The conversation in the restaurant parking lot was lighthearted, but it was evident all three Marines experienced some tough and dangerous times in Vietnam.
“Did you have any close calls?” a reporter wondered.
Byers, who could well front for a stand-up comedian, started laughing.
“The closest call I had was when a member of the Viet Cong cut my hair,” he grinned.
It happened. Apparently some war prisoners were doubling as barbers and one of them cut Byers’ hair.
“I made some remarks about the Viet Cong while I was getting my hair cut,” Byers shuddered. “I didn’t know he was the enemy.”
Adams’ rank was corporal and Byers and Cain were lance corporals. All three were combat engineers.
“Basically, we all had the same schooling, the same training,” said Adams.
All three were discharged from the Marines in 1968 and went their separate ways.
Adams got a job in Indianapolis and was there for 13 years.
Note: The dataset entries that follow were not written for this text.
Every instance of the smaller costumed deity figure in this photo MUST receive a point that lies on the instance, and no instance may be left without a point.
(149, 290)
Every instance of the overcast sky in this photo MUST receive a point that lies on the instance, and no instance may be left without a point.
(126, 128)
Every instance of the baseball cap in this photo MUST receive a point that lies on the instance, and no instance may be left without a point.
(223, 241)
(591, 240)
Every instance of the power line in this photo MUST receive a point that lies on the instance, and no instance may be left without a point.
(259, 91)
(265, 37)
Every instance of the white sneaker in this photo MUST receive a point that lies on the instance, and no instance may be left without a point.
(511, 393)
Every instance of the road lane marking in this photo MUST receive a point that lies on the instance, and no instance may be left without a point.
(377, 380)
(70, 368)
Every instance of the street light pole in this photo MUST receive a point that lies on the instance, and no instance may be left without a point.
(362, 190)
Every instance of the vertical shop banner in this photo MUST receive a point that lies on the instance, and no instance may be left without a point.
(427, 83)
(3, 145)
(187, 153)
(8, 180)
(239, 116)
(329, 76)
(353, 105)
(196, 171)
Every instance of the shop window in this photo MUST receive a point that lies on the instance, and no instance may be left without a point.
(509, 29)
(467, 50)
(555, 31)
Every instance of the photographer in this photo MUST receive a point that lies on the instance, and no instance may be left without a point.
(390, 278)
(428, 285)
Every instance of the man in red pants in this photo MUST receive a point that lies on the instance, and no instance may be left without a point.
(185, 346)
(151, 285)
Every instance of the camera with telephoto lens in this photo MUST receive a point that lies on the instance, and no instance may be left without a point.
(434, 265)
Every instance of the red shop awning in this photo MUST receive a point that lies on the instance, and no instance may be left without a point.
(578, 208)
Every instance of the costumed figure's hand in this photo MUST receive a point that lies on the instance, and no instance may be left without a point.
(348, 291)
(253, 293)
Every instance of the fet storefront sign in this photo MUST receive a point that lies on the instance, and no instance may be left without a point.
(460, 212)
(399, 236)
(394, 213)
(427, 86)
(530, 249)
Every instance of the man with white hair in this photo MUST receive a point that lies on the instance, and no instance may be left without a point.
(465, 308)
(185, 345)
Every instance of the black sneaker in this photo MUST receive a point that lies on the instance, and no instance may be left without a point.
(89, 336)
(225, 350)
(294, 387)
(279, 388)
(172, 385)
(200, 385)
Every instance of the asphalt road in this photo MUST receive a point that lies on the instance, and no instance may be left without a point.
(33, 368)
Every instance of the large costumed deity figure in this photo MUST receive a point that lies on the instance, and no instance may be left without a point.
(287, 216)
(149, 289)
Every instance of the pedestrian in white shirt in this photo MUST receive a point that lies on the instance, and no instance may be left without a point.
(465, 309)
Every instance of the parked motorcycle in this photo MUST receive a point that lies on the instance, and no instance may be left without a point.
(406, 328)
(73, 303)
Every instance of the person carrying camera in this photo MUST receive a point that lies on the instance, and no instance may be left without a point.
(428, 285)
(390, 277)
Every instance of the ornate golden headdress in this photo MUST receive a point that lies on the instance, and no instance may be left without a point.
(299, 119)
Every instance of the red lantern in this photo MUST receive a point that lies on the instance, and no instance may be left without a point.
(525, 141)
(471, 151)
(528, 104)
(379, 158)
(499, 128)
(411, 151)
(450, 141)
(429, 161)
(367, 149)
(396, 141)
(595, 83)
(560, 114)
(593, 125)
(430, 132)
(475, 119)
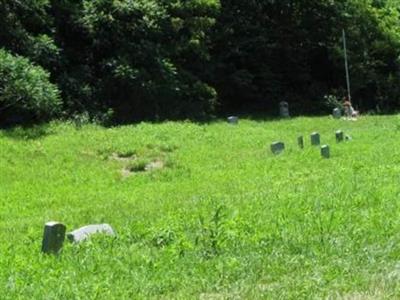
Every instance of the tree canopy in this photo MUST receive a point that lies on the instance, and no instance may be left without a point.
(169, 59)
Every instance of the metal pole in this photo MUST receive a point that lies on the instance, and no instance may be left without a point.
(346, 64)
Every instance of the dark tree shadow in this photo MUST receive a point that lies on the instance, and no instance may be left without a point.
(31, 132)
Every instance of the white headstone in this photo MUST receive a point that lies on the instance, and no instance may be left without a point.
(337, 113)
(300, 142)
(315, 139)
(325, 151)
(85, 232)
(339, 136)
(277, 147)
(233, 120)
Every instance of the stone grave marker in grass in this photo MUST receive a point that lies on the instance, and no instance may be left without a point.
(300, 142)
(315, 139)
(53, 237)
(325, 151)
(284, 109)
(277, 147)
(337, 113)
(339, 136)
(85, 232)
(233, 120)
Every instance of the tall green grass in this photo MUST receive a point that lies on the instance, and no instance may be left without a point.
(222, 219)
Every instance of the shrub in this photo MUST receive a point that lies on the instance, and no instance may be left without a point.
(26, 92)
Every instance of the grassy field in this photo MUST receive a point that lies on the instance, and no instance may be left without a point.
(203, 211)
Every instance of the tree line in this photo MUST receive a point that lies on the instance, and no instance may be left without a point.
(130, 60)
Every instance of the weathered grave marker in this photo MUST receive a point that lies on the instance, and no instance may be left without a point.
(53, 237)
(233, 120)
(325, 152)
(300, 142)
(85, 232)
(284, 109)
(277, 147)
(337, 113)
(339, 136)
(348, 137)
(315, 139)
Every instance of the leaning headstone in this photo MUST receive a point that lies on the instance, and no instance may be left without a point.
(315, 139)
(284, 109)
(233, 120)
(53, 237)
(300, 142)
(337, 113)
(277, 147)
(325, 151)
(85, 232)
(339, 136)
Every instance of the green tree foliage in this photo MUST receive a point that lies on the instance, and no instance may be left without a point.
(26, 93)
(144, 59)
(168, 59)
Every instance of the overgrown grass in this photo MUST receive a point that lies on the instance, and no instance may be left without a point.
(222, 219)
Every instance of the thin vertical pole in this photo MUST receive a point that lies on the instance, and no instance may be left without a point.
(346, 64)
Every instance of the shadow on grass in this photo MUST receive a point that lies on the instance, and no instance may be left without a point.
(32, 132)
Some 10 years ago, he and his wife, Brenda, came back to Pulaski County and bought the grocery store at Ano.
Byers said he piddled around for awhile in livestock and farming and then went to work in the oil fields.
Cain was in Indianapolis for about a year and then worked at Sun Chemicals in Cincinnati. It was here he met Bryant and they have been close friends for 40 years.
Adams and Cain are 66. Byers is 67.
A reporter suggested a good photograph would be the three former Marines sitting in the rocking chairs on the porch at Cracker Barrel.
“Oh no, we’re not that far along,” Byers retorted. They posed beside the pickup.